J’ai ensuite réussi à m’échapper lorsque j’étais avec un client, je lui ai expliqué ce que j’ai vécu, notamment mes traumatismes. Il a eu pitié de moi et m’a laissée, en me donnant le numéro et le nom de l’Amicale du Nid à Lyon, mais il ne m’a pas accompagnée à la police, de peur d’être arrêté.

Je me suis retrouvée à l’Amicale du Nid à Lyon en octobre 2022, j’ai pu rencontrer une juriste qui m’a conseillée de demander l’asile, ce que j’ai fait en décembre. Comme je n’avais aucun endroit où dormir, l’Amicale du Nid m’a envoyée chez les sœurs, au couvent à Bellecour. (…).

Grâce à une copine, j’ai appris que j’avais une cousine à Lyon, et une à Grenoble.

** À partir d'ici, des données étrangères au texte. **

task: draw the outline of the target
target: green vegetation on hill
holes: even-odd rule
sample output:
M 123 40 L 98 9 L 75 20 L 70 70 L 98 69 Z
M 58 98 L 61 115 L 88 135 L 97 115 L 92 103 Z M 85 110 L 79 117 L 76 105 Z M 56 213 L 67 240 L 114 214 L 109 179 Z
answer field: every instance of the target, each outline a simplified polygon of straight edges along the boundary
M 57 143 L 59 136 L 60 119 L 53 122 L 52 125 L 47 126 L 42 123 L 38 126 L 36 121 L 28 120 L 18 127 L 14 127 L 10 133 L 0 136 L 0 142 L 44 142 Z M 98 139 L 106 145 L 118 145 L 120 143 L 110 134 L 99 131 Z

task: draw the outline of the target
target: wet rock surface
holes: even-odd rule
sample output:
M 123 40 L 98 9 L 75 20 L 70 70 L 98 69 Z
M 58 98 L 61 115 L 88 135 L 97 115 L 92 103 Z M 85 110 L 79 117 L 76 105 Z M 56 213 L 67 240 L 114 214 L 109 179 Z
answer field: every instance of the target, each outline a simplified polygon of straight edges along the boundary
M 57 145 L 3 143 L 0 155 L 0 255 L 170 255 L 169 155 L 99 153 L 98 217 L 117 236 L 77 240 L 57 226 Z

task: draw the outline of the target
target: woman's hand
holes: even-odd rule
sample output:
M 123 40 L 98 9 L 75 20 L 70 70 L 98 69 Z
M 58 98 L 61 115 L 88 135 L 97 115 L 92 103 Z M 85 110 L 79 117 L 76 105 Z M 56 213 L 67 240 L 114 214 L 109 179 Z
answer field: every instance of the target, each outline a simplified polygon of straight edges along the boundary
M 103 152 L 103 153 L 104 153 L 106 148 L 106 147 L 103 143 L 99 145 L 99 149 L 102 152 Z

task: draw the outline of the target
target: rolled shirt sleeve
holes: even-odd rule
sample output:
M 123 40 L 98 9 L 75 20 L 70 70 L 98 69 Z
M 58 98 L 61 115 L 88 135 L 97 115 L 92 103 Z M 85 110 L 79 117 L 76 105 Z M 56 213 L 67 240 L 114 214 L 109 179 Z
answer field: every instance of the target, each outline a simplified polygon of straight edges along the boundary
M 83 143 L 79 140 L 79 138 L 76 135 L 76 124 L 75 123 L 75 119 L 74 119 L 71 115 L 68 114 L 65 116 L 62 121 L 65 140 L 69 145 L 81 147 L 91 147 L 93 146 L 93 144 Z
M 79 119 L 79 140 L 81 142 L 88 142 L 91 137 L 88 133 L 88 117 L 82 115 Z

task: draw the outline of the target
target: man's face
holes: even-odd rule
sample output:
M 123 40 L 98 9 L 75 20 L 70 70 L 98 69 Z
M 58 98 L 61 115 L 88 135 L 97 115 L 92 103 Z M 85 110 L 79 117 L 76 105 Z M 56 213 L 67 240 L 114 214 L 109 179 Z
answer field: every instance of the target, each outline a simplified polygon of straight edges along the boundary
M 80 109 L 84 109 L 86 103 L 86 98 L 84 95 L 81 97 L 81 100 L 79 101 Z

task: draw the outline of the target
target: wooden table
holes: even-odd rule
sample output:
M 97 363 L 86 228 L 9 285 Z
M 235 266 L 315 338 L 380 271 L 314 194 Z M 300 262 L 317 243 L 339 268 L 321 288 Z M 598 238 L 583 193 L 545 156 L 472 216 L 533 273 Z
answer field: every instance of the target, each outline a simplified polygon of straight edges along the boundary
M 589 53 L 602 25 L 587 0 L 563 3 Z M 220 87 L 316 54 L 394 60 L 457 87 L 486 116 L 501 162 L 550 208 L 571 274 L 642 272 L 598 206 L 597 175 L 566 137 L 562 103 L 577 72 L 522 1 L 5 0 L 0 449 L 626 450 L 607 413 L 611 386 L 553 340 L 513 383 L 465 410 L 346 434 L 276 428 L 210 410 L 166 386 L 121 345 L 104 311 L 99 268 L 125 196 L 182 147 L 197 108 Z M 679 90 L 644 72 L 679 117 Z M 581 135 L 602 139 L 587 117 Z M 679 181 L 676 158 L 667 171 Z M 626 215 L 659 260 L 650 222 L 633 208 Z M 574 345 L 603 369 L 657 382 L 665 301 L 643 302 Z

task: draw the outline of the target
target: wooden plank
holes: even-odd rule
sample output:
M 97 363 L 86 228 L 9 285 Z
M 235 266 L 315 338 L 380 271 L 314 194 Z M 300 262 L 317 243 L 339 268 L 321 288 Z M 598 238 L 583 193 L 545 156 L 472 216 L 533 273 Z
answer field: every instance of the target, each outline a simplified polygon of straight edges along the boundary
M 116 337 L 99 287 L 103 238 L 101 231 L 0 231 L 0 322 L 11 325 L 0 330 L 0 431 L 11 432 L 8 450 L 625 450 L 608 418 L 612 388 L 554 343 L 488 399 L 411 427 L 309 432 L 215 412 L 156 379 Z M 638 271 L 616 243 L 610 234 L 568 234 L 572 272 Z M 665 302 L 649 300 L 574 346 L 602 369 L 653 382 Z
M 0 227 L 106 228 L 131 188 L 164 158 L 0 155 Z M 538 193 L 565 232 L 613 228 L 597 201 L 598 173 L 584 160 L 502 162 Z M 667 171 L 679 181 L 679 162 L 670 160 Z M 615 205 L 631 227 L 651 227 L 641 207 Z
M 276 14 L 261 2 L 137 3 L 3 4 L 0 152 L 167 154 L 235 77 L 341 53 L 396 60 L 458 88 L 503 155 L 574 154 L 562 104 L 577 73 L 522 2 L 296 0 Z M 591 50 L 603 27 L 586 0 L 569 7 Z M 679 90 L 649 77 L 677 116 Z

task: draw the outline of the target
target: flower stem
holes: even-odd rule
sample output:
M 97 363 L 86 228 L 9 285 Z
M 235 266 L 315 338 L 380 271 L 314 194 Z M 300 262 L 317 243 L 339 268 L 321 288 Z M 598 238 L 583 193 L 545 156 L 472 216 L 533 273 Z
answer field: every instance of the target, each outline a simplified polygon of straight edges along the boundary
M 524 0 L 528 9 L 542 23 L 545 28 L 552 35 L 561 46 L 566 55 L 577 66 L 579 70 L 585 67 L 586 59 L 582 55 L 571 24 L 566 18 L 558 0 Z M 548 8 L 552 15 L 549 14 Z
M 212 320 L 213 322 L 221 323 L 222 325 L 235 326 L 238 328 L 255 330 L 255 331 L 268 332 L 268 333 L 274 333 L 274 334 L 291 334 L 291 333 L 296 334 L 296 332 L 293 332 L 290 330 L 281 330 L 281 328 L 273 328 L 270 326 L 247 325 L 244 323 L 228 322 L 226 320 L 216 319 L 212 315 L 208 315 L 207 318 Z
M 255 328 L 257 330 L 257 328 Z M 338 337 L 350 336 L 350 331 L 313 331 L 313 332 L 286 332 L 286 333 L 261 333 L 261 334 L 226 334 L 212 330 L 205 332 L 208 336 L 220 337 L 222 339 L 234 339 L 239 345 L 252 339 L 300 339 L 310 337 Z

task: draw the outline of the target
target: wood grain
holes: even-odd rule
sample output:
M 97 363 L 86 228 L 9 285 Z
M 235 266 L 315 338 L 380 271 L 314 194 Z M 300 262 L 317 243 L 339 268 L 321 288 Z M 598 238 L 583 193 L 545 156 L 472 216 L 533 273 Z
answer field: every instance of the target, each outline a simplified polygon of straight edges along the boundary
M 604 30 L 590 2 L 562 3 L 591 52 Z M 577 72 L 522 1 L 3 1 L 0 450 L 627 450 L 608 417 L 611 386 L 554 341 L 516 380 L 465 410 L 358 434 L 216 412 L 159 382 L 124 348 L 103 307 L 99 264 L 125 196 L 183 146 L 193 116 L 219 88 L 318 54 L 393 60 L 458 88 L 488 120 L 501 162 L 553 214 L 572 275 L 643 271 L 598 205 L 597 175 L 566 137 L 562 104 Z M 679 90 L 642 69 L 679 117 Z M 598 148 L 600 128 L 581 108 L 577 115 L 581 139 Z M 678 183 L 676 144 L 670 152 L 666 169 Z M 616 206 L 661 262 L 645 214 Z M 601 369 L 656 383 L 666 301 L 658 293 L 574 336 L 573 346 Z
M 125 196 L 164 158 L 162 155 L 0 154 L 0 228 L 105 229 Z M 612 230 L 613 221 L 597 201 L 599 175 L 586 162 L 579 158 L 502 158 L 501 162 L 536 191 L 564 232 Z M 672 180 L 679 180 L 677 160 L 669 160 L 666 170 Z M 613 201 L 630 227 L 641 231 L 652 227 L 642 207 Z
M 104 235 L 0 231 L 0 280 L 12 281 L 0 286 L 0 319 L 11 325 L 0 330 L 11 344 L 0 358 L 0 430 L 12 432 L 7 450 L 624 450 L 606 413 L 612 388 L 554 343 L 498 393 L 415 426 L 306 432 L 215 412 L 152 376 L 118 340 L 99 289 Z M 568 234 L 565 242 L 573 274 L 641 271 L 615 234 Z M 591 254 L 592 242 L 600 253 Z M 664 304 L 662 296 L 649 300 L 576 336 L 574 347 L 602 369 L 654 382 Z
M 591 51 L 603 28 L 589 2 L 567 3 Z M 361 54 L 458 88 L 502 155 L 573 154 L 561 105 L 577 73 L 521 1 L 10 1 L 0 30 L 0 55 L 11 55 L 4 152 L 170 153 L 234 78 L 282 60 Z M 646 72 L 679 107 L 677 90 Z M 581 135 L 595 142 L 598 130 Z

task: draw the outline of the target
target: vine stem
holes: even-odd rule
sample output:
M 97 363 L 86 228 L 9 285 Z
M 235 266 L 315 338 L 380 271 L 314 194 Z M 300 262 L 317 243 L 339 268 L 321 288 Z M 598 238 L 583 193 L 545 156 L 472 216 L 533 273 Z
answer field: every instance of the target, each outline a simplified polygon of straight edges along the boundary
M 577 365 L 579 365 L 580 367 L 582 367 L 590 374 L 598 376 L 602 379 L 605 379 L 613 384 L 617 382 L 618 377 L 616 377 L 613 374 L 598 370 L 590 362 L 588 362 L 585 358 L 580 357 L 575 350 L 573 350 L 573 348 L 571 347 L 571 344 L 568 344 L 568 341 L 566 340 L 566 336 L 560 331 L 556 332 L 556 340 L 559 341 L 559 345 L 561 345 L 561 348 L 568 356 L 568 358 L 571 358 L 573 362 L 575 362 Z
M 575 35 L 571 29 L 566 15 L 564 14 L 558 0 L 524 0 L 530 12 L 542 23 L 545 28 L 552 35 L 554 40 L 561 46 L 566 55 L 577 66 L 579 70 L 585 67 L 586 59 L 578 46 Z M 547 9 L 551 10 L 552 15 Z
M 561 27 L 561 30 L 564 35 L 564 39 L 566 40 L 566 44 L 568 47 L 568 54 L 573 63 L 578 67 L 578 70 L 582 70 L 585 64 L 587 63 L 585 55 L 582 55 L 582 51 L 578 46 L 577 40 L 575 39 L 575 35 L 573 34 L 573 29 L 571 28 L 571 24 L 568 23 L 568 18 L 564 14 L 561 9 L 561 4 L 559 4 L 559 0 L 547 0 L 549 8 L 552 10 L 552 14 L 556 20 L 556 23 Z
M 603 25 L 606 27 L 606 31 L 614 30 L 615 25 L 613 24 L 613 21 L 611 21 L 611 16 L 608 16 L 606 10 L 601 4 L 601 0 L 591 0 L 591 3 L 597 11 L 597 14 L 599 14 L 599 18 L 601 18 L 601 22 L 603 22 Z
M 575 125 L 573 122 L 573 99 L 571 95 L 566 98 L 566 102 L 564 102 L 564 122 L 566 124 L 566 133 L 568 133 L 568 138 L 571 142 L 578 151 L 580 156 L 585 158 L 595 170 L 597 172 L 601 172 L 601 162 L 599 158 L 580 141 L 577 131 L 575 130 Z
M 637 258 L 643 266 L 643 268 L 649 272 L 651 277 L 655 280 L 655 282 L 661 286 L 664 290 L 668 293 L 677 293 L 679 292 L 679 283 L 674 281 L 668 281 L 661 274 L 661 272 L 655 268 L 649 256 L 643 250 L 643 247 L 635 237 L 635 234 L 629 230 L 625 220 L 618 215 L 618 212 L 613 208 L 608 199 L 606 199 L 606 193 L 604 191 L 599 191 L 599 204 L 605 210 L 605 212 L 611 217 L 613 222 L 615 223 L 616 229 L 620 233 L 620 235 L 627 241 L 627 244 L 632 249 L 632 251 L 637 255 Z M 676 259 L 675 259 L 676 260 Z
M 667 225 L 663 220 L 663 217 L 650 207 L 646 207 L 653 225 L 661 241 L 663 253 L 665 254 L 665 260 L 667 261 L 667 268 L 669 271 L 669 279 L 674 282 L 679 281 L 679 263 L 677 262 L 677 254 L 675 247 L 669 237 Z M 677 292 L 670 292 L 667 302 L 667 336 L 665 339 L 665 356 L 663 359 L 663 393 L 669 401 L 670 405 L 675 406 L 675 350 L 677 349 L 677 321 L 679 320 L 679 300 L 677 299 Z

Ma cousine lyonnaise a donc accepté de me recevoir, puisqu’elle était seule avec ses enfants.
A l’Amicale du Nid à Lyon, on m’a indiqué qu’un établissement existait aussi à Grenoble, j’y suis donc allée en avril 2023.

 

Comment ça se passe depuis avril 2023 ?

 

Une fois arrivée à l’Amicale du Nid à Grenoble, j’ai très vite commencé à faire des activités, depuis je viens deux à trois fois par semaine.
Dès qu’il y a des activités je viens. Nous recevons beaucoup d’associations, par exemple le Centre Gratuit d’Information, de Dépistage et de Diagnostic (CEGIDD) de Grenoble qui vient nous parler de virus, de protection, tout en nous permettant de faire plusieurs dépistages comme celui pour l’hépatite B par exemple.
Je suis également bénévole à l’hôpital auprès des personnes âgées, cela fera un an en octobre prochain. Actuellement nous préparons les rencontres associatives de l’Amicale du Nid.
L’année dernière, nous avons enregistré un podcast intitulé « l’emprise et système prostitutionnel ».
En avril 2024, nous avons été interviewées avec plusieurs femmes accompagnées, par le Dauphiné Libéré.

 

Comment vous sentez-vous aujourd’hui ?

 

Je ne me sens pas super super bien, je sens quand même que j’ai encore un léger poids que j’essaye d’évacuer, mais j’ai pas mal de réponses aux questions que je me posais.
Dans le temps, je prenais les clients comme des « gentils », je voyais ça comme un échange, je lui donne le corps et il me donne l’argent. Maintenant j’ai compris beaucoup de choses, ce qui m’aide à me relever petit à petit.

J’ai également écouté d’autres témoignages de femmes qui s’en sont sorties, qui ont réussi à faire autre chose, ça donne espoir et ça permet de croire qu’il y a une lumière au bout du tunnel.

 

Comment vous voyez-vous dans un an ?

 

Je me vois bien continuer le bénévolat à l’hôpital, j’aime ça et même si ce n’est qu’une fois par semaine, ça m’apporte beaucoup, ce que j’aime c’est le contact avec les gens, le partage.
Je suis en attente de la Cour Nationale du Droit d’Asile (CNDA), j’espère avoir une réponse positive pour mes papiers, cela me permettra de trouver un travail et un chez-moi.
Je me vois bien rester à Grenoble, ici j’ai l’air pur, mais pas à Lyon car j’ai peur, ni à Paris car je trouve que les gens sont trop stressés, on dirait que c’est encore le confinement !
Quand je suis arrivée en France, j’étais renfermée sur moi-même, je ne parlais pas alors que ma personnalité c’est tout l’inverse…
Mais dès lors que je suis arrivée à l’Amicale du Nid à Grenoble, je me suis sentie respectée et appréciée, on m’accueille comme je suis et même quand je ne suis pas là, on cherche à avoir de mes nouvelles, ça me fait très plaisir.
Une fois une dame m’a posée la question : « où sont vos parents ? » cela m’a fait verser des larmes, je me suis sentie très petite, comme une enfant.
Une personne m’a dit que j’irai loin dans mon futur, et je me suis rappelée que j’étais loin de chez moi et que je devais faire les choses comme il faut, c’est ce que j’essaye de faire aujourd’hui.